There is also evidence that these follow-on patents benefited firms other than the focal firm (the firm that created the new patent). Compared to other businesses, mega firms had smaller shares of follow-on patents assigned to the focal firm. In other words, mega firms spread knowledge beyond their borders, not only to consumers but also to other firms.
Mega firms’ patents were also more likely to be a “hit” (i.e., in the top one percent of the distribution of follow-on patents within the first five years). If a patent generates many follow-ons, the original invention was probably groundbreaking and had high potential to transform its industry. From 1991–2000 to 2007–2016, the share of mega firms in “hits” nearly doubled from 11.9 to 21.2 percent. This is evidence that, in recent years, mega firms have created the fifth most influential inventions.
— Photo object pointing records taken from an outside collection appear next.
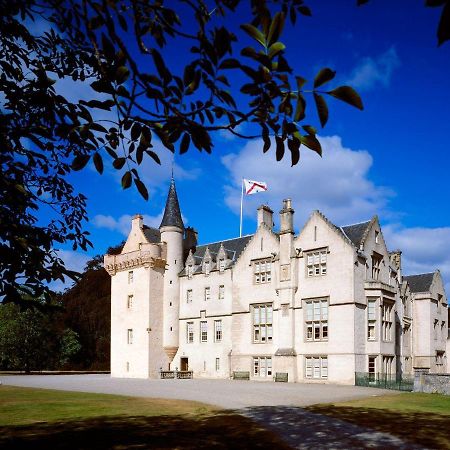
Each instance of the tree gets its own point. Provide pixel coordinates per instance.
(87, 311)
(28, 339)
(118, 48)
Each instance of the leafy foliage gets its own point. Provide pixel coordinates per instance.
(33, 340)
(87, 311)
(227, 77)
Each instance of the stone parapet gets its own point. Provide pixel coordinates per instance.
(127, 261)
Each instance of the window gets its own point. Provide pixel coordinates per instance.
(376, 262)
(316, 367)
(316, 263)
(372, 367)
(316, 322)
(190, 332)
(262, 323)
(387, 322)
(262, 271)
(203, 331)
(440, 362)
(407, 335)
(262, 366)
(388, 365)
(371, 319)
(218, 331)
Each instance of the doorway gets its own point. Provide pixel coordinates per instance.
(184, 364)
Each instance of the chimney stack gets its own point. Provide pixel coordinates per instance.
(136, 222)
(265, 216)
(287, 217)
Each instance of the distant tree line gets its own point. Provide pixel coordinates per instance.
(73, 333)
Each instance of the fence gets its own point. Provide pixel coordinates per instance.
(384, 381)
(180, 374)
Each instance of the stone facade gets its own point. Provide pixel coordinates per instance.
(319, 306)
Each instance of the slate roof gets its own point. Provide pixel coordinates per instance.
(152, 234)
(421, 282)
(356, 232)
(172, 213)
(233, 247)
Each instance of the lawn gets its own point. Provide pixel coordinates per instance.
(422, 419)
(47, 419)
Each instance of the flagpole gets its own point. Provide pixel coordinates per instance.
(242, 199)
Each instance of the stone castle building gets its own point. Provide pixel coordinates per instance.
(319, 306)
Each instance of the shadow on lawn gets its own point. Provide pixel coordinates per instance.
(422, 429)
(123, 432)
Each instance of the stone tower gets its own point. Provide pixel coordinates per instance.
(172, 233)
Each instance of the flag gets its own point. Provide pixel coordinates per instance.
(253, 187)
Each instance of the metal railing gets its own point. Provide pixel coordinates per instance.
(178, 374)
(384, 381)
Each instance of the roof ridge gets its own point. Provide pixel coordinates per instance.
(225, 240)
(356, 223)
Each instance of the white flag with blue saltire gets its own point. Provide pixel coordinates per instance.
(253, 187)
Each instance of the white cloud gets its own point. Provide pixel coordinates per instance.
(336, 184)
(372, 72)
(424, 249)
(123, 223)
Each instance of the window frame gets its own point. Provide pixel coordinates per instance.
(189, 332)
(316, 325)
(262, 366)
(316, 262)
(311, 368)
(218, 330)
(264, 330)
(203, 332)
(262, 271)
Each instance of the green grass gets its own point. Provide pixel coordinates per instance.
(23, 406)
(49, 419)
(418, 418)
(408, 401)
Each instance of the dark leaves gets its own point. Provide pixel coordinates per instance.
(322, 109)
(141, 188)
(126, 180)
(98, 162)
(80, 162)
(323, 77)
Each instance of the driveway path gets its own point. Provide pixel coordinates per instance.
(223, 393)
(276, 406)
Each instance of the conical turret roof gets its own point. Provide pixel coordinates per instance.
(172, 213)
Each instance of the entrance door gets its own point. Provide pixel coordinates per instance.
(184, 364)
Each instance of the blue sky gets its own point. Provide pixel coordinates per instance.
(392, 159)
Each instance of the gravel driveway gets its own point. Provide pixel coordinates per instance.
(224, 393)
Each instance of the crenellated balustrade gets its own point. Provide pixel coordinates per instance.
(126, 261)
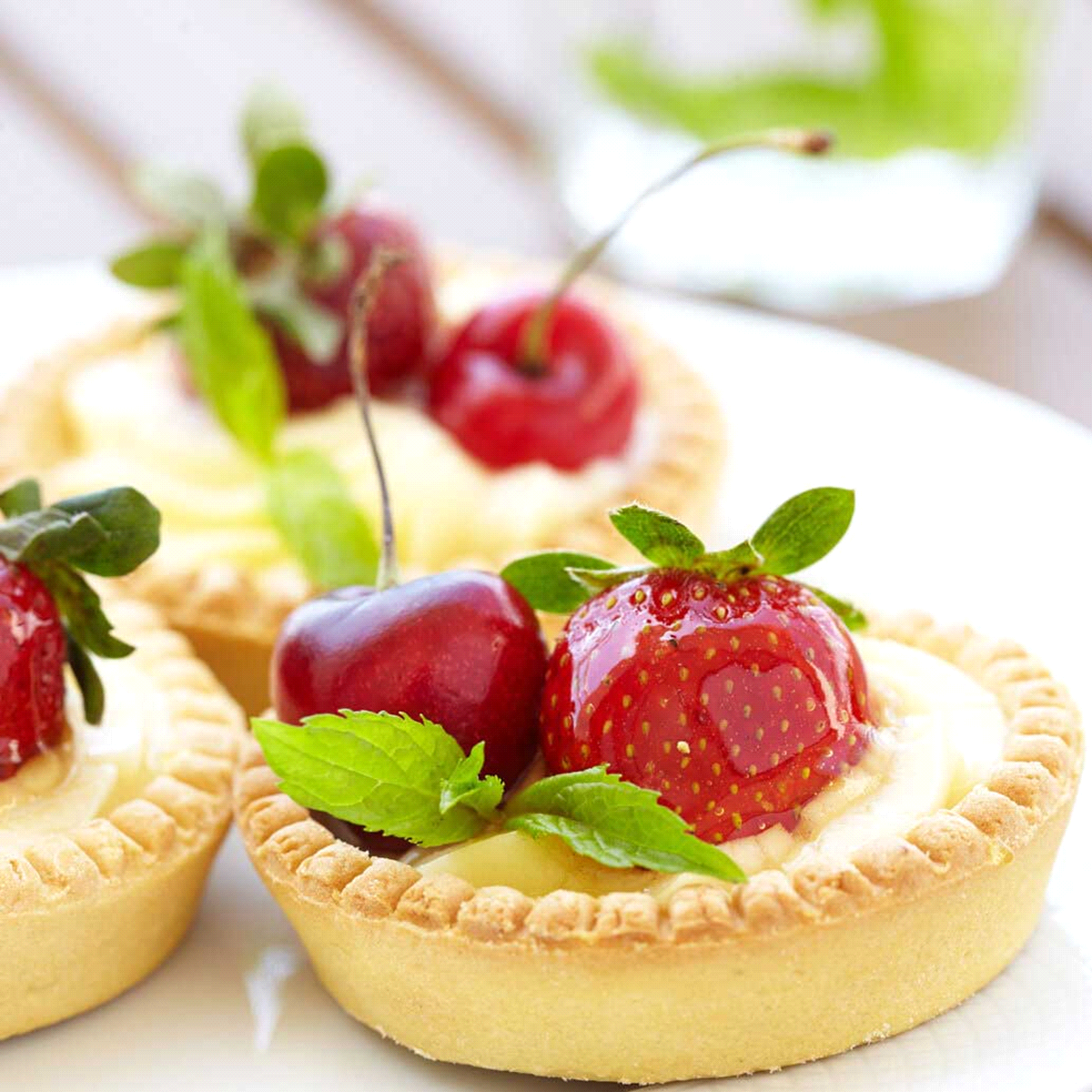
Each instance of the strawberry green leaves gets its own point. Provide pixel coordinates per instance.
(801, 532)
(546, 582)
(233, 365)
(107, 534)
(410, 779)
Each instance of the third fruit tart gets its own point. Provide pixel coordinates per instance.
(710, 833)
(115, 791)
(519, 413)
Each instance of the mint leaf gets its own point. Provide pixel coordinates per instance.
(617, 824)
(278, 296)
(82, 611)
(467, 787)
(660, 538)
(179, 197)
(156, 265)
(383, 773)
(229, 355)
(270, 120)
(545, 582)
(130, 530)
(22, 497)
(86, 677)
(804, 530)
(851, 616)
(289, 187)
(310, 506)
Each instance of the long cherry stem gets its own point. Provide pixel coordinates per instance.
(798, 141)
(365, 293)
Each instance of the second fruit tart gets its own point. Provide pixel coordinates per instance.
(752, 839)
(517, 414)
(112, 806)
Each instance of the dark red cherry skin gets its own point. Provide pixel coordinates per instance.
(33, 651)
(463, 649)
(579, 407)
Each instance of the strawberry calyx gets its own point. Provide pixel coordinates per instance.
(277, 243)
(109, 533)
(804, 530)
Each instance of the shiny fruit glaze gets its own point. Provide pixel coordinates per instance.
(738, 703)
(33, 653)
(574, 405)
(462, 648)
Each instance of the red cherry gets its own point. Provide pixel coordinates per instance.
(463, 649)
(573, 405)
(32, 669)
(736, 703)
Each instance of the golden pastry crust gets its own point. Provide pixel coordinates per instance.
(789, 966)
(86, 913)
(233, 616)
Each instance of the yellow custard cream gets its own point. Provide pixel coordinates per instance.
(132, 420)
(937, 735)
(96, 768)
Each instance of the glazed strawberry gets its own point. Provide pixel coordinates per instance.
(737, 702)
(32, 669)
(546, 378)
(734, 693)
(49, 616)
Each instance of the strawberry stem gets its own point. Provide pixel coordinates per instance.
(534, 342)
(365, 293)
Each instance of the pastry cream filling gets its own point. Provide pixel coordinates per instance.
(131, 420)
(96, 767)
(937, 734)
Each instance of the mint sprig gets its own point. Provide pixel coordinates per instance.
(236, 272)
(109, 533)
(801, 532)
(410, 779)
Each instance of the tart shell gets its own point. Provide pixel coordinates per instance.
(233, 617)
(716, 981)
(86, 913)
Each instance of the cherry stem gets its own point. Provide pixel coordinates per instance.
(365, 293)
(800, 141)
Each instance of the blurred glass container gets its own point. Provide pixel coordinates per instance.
(933, 185)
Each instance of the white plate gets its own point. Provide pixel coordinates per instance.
(972, 503)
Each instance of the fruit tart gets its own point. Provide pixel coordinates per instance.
(116, 762)
(520, 414)
(723, 809)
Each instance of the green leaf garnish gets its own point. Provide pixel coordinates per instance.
(156, 265)
(467, 787)
(804, 530)
(801, 532)
(21, 498)
(236, 274)
(184, 199)
(617, 824)
(545, 580)
(410, 779)
(229, 355)
(660, 538)
(289, 187)
(385, 773)
(108, 534)
(315, 513)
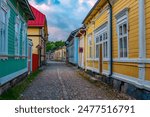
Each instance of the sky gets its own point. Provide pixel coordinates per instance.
(63, 16)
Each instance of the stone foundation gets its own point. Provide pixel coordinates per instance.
(12, 83)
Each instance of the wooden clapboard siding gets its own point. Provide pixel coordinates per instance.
(147, 17)
(35, 40)
(148, 72)
(12, 65)
(89, 63)
(133, 27)
(96, 64)
(105, 65)
(129, 69)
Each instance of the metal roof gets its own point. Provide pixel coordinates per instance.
(40, 18)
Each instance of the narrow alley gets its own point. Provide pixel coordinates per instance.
(59, 81)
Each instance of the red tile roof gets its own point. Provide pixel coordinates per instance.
(40, 18)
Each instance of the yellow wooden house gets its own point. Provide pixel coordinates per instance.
(60, 54)
(117, 42)
(38, 33)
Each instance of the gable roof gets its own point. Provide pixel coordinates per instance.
(40, 18)
(72, 34)
(94, 10)
(27, 9)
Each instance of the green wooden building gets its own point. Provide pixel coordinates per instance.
(14, 15)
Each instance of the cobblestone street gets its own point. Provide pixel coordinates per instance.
(59, 81)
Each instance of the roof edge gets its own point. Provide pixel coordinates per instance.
(98, 1)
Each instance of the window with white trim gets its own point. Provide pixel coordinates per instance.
(105, 45)
(101, 38)
(90, 46)
(4, 27)
(24, 38)
(17, 36)
(122, 30)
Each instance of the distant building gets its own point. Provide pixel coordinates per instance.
(72, 48)
(117, 44)
(13, 41)
(38, 33)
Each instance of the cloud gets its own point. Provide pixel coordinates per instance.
(63, 16)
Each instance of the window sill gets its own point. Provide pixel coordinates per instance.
(3, 58)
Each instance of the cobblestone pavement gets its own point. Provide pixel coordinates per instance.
(59, 81)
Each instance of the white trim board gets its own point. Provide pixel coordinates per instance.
(93, 69)
(132, 60)
(12, 76)
(105, 72)
(131, 80)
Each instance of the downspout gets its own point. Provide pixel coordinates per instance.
(110, 42)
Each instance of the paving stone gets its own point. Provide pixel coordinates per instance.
(59, 81)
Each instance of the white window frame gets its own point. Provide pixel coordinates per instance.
(89, 46)
(5, 8)
(17, 49)
(121, 19)
(101, 41)
(24, 38)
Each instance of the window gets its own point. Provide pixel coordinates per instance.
(90, 46)
(17, 36)
(122, 27)
(123, 40)
(3, 28)
(24, 38)
(105, 45)
(102, 35)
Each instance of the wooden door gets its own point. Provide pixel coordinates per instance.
(101, 59)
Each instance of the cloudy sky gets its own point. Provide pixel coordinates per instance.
(63, 16)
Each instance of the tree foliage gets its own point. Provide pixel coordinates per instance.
(52, 46)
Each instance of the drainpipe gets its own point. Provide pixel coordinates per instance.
(110, 39)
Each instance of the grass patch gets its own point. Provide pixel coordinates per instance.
(15, 92)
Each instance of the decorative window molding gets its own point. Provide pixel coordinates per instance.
(90, 46)
(101, 38)
(17, 36)
(122, 32)
(24, 38)
(4, 19)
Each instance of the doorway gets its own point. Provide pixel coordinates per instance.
(100, 59)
Other recent research confirms the importance of large companies in innovation. This year, economists showed that the share of patents held by the top one percent of companies in the patent stock has been increasing over the past several decades. These studies provide evidence that mega-firms are essential to sustaining American innovation.
why does it matter
Anti-corporate neo-Brandeisians are trying to advance their goal of changing American distrust by, in part, pushing the narrative that big companies are antithetical to innovation and, therefore, big companies need to be broken up. Is. As the NBER study shows, this is unsupported, if not often outright false.
An aggressive, neo-Brandeisian approach to antitrust could do lasting damage to the US economy. For example, in Experimental Capitalism: The Nanoeconomics of American High-Tech IndustriesEconomist Steven Klepper argues that antitrust actions against RCA, the leading American color TV manufacturer, around the 1950s were one of the triggers that led to the complete demise of the American color TV receiver industry. Facing several Justice Department lawsuits, RCA agreed to make all of its color TV patents available to its domestic competitors for free. This proved to be the beginning of the end for RCA and the rest of the American industry. In fact, similar mistakes were made with AT&T and Bell Labs, Xerox and others. With US technological dominance facing increasing global challenges, the stakes could not be higher: Antitrust enforcers would do well to heed the famous adage that those who do not learn from history are destined to repeat it. Are cursed.
If it’s true that big companies are getting in the way of innovation, strict antitrust might make sense. But if these big companies play a major role in creating new technology, this plan could backfire. For example, in milestone Capitalism, Socialism and Democracy, Joseph Schumpeter discusses how scale can encourage and facilitate innovation, such as allowing companies to optimize their investments in R&D. In this case, increased distrust will discourage the risk-taking and R&D that drives innovation. And, as we have discussed, the evidence continues to support the Schumpeterian view: large companies play a key role in shaping America’s innovation economy. An antitrust paradigm that ignores this will have the perverse effect of exporting American innovation to other countries with less regulatory interference.